Chauncey Beadle Tree
Lake Junaluska, North Carolina
(planted July 2008)

killed by voles Winter 08/09


Location is NE-facing slope of a NW-to-SE ravine with perennial creek at the bottom, in Corneille Bryan Native Garden, Lake Junaluska NC (2,600 feet elevation). The uppermost canopy above this specimen may be entirely white and red oak, thus affording sun for growth mostly in early spring and late fall.


"Chauncey Beadle" (#1), shown by Michael Dowd
  
1 week after planting

ABOVE: Notice the house in the photo above. Chauncey Beadle Tree was planted closest to this house, with Hardy Croom Tree and Asa Gray Tree rightward. These were the three trees killed by rodents their first winter (2008/09). When the next three closest to the house were killed or lethally injury by rodents in the winter of 2015/16, Connie Barlow undertook a neighborhood investigation spring of 2016, positing that a seasonally maintained birdfeeder might have contributed a boom-and-bust food situation, forcing rodents to go after bark rather than seeds. This house did, in fact, have a birdfeeder. See the evidence below ...

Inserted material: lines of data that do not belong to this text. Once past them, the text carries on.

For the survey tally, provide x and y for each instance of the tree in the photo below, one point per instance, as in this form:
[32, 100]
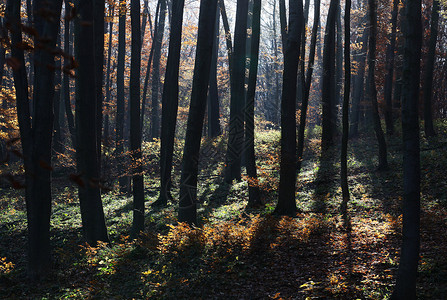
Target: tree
[308, 81]
[428, 82]
[170, 103]
[68, 66]
[236, 126]
[158, 39]
[388, 88]
[87, 158]
[120, 104]
[405, 287]
[250, 158]
[213, 93]
[345, 117]
[99, 15]
[108, 80]
[372, 91]
[135, 128]
[188, 182]
[36, 136]
[286, 202]
[328, 88]
[359, 84]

        This seedling was killed by voles
during its first winter.

Notice the dark brown bark
has been entirely gnawed away
from the lower stem and root.

Photo and assessment by Lee Barnes
June 2009


 

All specimens were given wire cages after 3 of the initial 10 planted in July 2008 succumbed to rodents eating the cambium during the first winter. The winter of 2015/16 brought 2 more deaths (and one lethal injury) by root-eating rodents. Connie Barlow then scouted for BIRDFEEDERS in the neighborhood, and found a seasonally used feeder (above right) hanging along the southwest forested edge of the garden — the home closest to the 3 specimens killed that first winter.